Exploring 5,000 years of art, design and culture, Epic Iran will shine a light on one of the greatest historic civilizations, its journey into the 21st century and its monumental artistic achievements, which remain unknown to many.
Yayoi Kusama: A Retrospective
Gropius Bau, Berlin, 19 March- 1 Aug, 2021; Tel Aviv Museum of Art, 2 Nov, 2021 – 23 Apr, 2022
Eight of Yayoi Kusama’s most important exhibitions, which took place between 1952 and 1983, will be recreated for a retrospective of the Japanese artist’s work in Berlin this spring. The restaging of the shows will illustrate how the artist’s use of space developed and how she harnessed a multitude of mediums in her career, which now spans 70 years. As well as a brand-new Infinity Mirror Room, specially made for the occasion, the show will also look back at lesser-known early works. Among these will be an oil painting on paper, Accumulation of Corpses (Prisoner Surrounded by the Curtain of Depersonalization) (1950), and a collage of fake dollar bills, Untitled (around 1962-63)—reminiscent of the work of her friend Andy Warhol—as well as documentation of nude public performances, such as the naked anti-war happening on Brooklyn Bridge in 1968. The exhibition, which will be the first German retrospective of the artist, will also travel to Tel Aviv in the autumn. Meanwhile, a year-long display of two Infinity Mirror Rooms will finally open at Tate Modern in London after being postponed last year due to the pandemic (29 March- 27 March 2022).
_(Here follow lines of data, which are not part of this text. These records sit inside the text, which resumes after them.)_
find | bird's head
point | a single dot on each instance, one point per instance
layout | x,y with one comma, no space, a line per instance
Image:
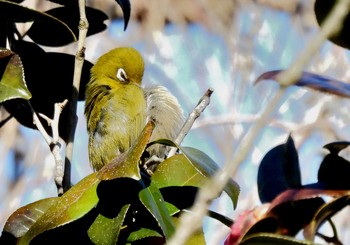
124,65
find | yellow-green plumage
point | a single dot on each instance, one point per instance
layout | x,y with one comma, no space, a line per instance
115,106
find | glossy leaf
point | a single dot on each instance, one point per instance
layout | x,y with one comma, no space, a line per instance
325,213
17,13
142,234
72,205
322,9
270,238
197,238
125,5
208,167
278,171
127,164
12,83
23,218
106,230
314,81
295,215
42,32
177,171
152,199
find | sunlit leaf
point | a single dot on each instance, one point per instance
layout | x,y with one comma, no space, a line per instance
126,7
270,238
12,83
208,167
326,212
23,218
72,205
152,199
278,171
106,230
197,238
127,164
143,233
314,81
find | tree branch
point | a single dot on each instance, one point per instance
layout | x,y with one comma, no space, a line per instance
78,66
216,184
202,104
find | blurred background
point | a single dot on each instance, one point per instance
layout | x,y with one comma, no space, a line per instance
190,46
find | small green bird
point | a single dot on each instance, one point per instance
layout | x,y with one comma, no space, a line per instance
117,107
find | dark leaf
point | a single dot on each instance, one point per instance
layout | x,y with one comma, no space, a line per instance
43,72
322,9
16,13
115,194
106,230
278,171
126,7
12,83
126,165
182,197
334,169
152,199
208,167
271,238
42,32
314,81
293,216
326,212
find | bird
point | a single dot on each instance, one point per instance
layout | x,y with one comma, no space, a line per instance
118,106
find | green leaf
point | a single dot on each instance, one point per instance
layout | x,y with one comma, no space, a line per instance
23,218
334,169
12,84
126,165
152,199
143,233
106,230
72,205
271,238
208,167
177,171
326,212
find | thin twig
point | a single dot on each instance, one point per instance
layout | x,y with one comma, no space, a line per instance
202,104
78,66
53,142
216,184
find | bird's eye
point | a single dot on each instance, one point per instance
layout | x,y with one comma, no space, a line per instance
121,75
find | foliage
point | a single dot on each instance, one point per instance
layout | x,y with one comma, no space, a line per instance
119,204
123,203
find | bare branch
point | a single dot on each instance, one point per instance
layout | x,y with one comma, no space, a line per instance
202,104
216,184
78,66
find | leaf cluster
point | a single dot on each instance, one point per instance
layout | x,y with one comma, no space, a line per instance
121,203
47,75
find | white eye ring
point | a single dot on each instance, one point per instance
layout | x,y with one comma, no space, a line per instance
121,75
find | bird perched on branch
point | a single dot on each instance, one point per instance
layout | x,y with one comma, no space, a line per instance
117,107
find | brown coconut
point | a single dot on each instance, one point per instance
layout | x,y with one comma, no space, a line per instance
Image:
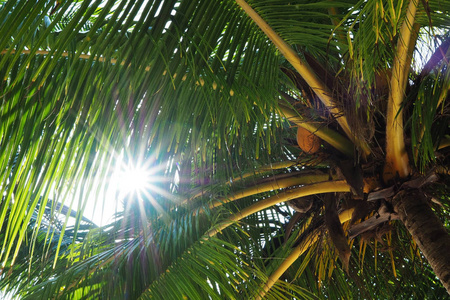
307,141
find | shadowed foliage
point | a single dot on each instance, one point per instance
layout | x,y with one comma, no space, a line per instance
298,149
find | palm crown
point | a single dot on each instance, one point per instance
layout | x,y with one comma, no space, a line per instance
283,129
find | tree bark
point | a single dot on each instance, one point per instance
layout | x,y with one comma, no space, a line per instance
427,231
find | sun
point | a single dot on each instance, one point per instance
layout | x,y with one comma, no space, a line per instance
133,179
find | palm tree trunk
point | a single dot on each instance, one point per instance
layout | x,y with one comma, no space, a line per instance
427,230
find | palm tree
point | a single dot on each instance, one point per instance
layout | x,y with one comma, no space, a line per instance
283,135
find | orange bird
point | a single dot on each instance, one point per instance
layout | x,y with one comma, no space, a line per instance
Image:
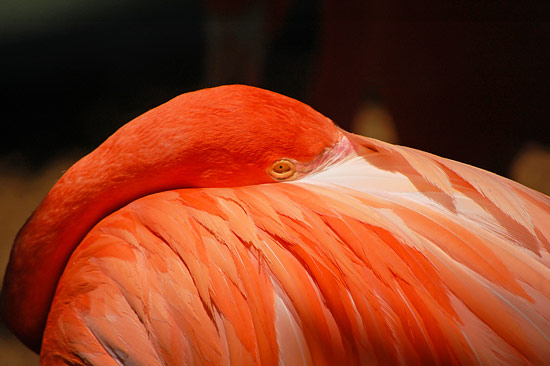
236,226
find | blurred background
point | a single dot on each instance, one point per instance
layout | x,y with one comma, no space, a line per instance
468,80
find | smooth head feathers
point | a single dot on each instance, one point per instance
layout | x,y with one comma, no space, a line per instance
219,137
369,253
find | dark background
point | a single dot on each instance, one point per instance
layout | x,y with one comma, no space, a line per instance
468,80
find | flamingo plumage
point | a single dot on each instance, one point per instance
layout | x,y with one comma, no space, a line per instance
233,225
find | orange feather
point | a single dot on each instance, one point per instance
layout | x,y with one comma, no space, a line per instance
170,245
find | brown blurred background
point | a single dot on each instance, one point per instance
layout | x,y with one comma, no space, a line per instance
468,80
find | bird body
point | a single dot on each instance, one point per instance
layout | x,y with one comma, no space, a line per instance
236,226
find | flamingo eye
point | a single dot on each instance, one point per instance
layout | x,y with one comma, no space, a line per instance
282,169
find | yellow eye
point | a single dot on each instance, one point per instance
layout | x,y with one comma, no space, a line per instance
282,169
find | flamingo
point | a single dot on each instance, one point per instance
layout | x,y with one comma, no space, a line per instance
237,226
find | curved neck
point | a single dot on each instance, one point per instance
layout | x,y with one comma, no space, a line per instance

Yayoi Kusama is one of the world’s most important contemporary artists. In March 2021, the Gropius Bau will devote the first comprehensive retrospective in Germany to Kusama’s work. Presented across almost 3000 m², the exhibition will offer an overview of the key periods in her oeuvre, which spans more than 70 years, and feature a number of current works as well as a newly realised Infinity Mirror Room.